Spring Logan was there from the beginning. She was the first everything and I thought she was all there was. She was beauty. She was sunlight cascading through her hair. She was the smell of flowers and the energy of youth.
But being with her wasn’t always easy, because knowing her meant putting up with Storm.
Storm Logan wasn’t a 24/7 issue. Sometimes, maybe even most of the time, she was out of our way and I could enjoy my time with Spring, unabated. But when she did show up, there were thunderclaps right in my ear, and for no apparent reason.
“What did I do?” I asked Spring.
But Spring just shrugged. “She’s just like that, is all. It’s not you, it’s just a natural thing.”
I kept wondering how it could be that Spring and Storm could coexist like they did and yet be so different in their temperaments.
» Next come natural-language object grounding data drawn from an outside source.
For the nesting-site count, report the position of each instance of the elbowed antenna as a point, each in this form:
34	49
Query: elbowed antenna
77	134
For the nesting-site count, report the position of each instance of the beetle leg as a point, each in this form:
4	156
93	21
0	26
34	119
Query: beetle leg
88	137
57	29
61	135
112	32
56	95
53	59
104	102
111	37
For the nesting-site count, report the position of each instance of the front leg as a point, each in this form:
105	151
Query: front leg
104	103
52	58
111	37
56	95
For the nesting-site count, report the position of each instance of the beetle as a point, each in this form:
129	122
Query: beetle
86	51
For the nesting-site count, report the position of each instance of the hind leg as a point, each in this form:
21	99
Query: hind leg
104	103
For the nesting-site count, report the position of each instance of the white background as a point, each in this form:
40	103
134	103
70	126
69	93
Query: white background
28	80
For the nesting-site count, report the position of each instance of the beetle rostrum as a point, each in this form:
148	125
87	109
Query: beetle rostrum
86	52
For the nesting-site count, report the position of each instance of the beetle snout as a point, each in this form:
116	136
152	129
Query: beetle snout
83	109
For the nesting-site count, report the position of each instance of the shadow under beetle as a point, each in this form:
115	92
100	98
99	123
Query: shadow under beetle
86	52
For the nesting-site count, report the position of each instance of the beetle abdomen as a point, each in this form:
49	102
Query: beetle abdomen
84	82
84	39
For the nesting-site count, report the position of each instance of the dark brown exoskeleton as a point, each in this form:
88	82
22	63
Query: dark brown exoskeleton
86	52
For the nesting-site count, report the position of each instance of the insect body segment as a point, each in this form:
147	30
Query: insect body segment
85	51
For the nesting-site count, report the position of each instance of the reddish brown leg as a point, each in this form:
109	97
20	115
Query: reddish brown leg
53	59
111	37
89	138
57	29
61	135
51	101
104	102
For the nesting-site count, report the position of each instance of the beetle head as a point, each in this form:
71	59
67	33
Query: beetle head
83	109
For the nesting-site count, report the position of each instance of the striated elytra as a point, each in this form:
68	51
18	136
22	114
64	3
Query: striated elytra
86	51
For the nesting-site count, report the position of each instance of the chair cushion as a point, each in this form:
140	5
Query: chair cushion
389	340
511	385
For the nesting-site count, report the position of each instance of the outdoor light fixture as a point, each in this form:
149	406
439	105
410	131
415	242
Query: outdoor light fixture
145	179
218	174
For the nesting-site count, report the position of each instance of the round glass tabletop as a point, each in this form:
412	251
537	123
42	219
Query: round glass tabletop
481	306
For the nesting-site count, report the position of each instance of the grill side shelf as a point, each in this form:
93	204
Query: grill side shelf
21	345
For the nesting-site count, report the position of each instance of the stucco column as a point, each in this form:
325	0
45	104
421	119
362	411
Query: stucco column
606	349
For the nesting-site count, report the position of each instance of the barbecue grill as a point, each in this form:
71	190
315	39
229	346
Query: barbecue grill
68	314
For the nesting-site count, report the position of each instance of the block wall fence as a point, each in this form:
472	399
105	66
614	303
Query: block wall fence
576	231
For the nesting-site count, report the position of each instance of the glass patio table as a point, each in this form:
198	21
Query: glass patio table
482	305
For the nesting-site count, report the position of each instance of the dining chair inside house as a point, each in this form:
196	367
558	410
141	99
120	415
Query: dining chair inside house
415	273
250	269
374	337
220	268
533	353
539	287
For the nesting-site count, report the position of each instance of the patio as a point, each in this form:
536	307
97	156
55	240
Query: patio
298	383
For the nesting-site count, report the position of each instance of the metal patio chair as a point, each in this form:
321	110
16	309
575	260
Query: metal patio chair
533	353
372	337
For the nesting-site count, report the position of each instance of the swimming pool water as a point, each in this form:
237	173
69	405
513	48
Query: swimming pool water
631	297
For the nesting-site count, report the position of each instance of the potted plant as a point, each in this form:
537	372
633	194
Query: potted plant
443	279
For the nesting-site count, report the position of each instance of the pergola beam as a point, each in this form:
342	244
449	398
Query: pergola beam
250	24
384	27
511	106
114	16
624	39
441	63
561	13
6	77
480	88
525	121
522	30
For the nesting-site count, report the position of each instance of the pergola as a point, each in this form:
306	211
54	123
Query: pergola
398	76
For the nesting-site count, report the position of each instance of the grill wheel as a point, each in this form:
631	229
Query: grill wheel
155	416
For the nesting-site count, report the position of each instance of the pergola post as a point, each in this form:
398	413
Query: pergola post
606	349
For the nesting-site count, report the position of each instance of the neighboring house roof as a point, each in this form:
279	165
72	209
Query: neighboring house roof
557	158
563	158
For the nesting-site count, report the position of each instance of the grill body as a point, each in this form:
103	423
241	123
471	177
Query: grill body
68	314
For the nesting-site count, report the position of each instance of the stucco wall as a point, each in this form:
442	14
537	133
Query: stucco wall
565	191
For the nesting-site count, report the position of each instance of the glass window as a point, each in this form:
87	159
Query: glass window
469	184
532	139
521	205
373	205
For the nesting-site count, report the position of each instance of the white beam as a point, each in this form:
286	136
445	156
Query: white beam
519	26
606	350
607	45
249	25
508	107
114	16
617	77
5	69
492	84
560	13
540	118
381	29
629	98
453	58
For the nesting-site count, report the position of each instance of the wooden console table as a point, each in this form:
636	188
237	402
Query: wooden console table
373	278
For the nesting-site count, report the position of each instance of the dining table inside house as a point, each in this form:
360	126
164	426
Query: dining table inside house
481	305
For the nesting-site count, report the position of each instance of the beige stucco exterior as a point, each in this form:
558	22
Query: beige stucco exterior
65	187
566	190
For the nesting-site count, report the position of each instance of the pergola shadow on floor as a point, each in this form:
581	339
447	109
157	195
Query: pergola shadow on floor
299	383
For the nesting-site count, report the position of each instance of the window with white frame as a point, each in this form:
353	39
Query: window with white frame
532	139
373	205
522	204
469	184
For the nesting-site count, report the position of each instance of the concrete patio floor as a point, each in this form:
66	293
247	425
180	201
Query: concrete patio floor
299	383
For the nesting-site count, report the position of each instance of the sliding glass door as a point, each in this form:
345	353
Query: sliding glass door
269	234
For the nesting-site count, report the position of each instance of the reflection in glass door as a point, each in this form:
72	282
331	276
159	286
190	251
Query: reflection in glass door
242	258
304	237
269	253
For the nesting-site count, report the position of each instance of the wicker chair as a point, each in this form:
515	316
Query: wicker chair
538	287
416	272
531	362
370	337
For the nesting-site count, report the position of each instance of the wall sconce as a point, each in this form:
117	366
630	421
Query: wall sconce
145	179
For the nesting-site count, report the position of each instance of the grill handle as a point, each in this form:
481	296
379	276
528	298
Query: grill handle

“It’s just who we are,” said Spring.
But any time Storm would come over, she’d bring havoc and leave devastation in her wake. I started to fear every day every night she might come, the things she would say, the fires she might light. “I can’t take this anymore,” I told Spring. “I can’t take her being here.”
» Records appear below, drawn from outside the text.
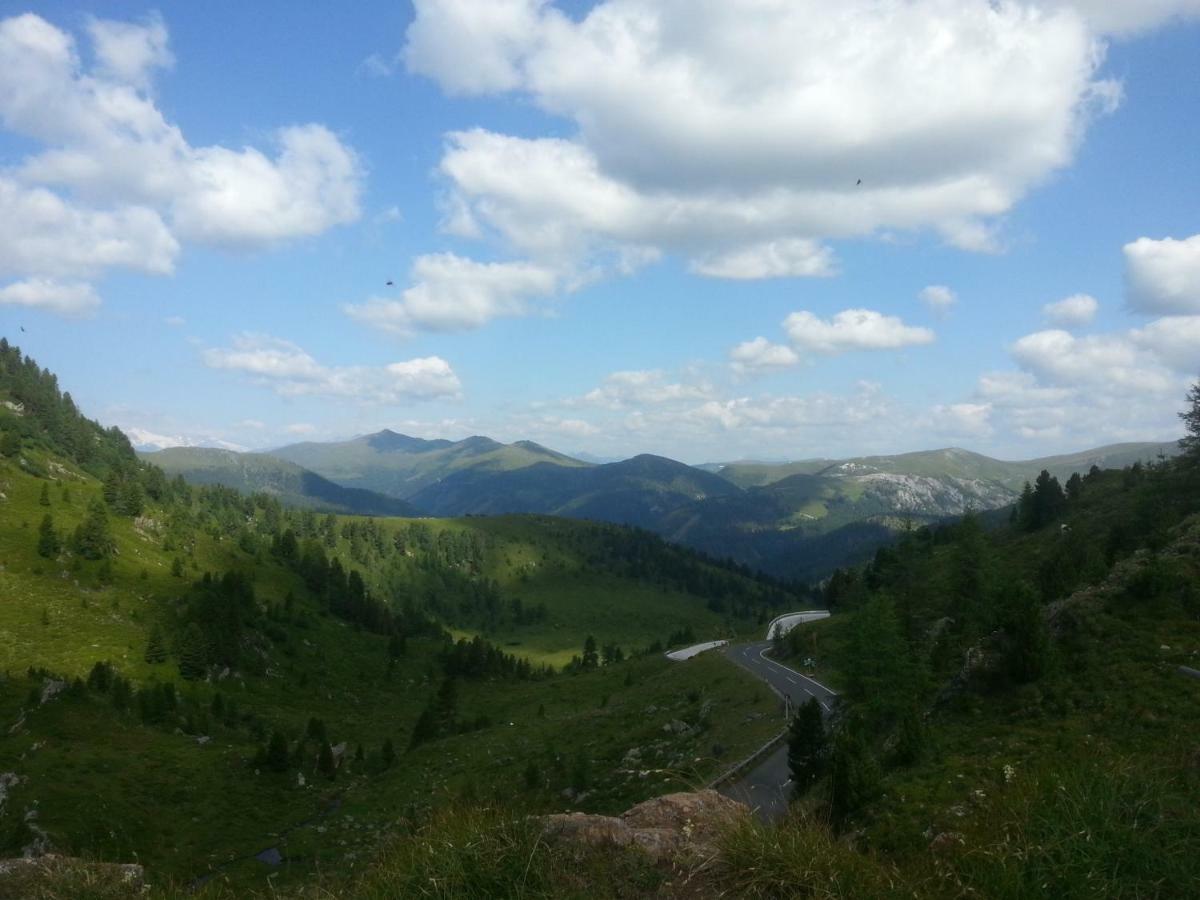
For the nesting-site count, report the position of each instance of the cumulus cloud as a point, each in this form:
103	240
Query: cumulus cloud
1074	310
1163	276
1060	358
762	354
961	420
292	372
852	330
127	52
773	259
451	293
939	298
113	184
947	113
1127	17
1125	385
76	299
641	388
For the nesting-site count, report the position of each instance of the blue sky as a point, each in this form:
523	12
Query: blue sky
613	227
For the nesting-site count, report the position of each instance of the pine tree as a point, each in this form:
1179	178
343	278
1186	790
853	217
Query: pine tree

Spring was sad, but she nodded and she smiled, and for several weeks, we didn’t see or hear from her sister. She stayed away, wrought her mayhem elsewhere, and I was safe. But I saw Spring lose her lustre. I saw the color drain out of her face. I would try to coax her out, but after a while, she barely even spoke. She didn’t even cry.
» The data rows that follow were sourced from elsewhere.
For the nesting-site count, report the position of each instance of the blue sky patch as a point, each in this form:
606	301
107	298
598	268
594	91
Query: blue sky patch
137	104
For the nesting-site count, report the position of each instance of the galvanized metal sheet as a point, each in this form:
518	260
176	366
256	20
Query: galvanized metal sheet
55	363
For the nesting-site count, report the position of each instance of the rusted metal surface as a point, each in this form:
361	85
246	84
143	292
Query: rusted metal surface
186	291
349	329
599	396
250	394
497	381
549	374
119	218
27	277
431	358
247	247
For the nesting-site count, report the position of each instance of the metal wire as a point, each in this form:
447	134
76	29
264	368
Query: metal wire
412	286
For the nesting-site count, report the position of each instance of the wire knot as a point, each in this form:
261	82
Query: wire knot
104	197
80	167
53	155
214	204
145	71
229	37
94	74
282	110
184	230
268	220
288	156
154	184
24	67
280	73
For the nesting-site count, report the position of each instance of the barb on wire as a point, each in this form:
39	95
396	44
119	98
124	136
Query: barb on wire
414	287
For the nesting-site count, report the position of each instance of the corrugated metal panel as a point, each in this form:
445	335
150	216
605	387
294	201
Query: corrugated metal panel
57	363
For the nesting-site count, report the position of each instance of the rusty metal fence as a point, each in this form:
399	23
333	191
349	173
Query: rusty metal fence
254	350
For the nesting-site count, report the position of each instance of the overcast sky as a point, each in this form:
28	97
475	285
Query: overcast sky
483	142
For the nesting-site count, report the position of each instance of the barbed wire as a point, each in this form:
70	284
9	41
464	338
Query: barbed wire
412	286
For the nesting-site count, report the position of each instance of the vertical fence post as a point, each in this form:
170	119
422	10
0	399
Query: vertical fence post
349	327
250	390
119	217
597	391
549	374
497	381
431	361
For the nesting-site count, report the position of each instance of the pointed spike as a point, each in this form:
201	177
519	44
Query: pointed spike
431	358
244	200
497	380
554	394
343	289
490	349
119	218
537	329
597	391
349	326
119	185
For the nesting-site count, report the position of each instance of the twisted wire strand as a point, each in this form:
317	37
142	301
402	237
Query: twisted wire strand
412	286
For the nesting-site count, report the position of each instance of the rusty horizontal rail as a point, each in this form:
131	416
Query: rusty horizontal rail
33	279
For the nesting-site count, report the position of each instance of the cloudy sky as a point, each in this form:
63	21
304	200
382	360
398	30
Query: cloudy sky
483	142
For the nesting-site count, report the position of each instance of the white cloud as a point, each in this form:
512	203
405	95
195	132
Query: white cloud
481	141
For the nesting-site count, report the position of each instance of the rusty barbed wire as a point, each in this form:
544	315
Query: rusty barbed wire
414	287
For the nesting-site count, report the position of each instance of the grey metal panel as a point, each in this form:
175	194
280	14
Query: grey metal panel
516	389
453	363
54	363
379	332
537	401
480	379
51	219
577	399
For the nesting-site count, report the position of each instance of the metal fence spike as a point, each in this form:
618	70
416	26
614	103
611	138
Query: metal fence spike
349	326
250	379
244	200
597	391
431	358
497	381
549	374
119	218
“What can I do for you?” I asked her.
She didn’t even have to answer. That was when I knew that Spring wouldn’t spring without Storm, that all the devastation was like putty in her hands she used to shape her sweetness. Without Storm, Spring was dry and barren, withdrawn. She was not herself.
So I called up Storm and stood and waited for thunder.
It’s been quite some time since I last saw Spring, but she left me with a bang and not a whimper and while I do not miss her Storm-dependency, I wish her well and acknowledge that she is better off with her than she was with just me.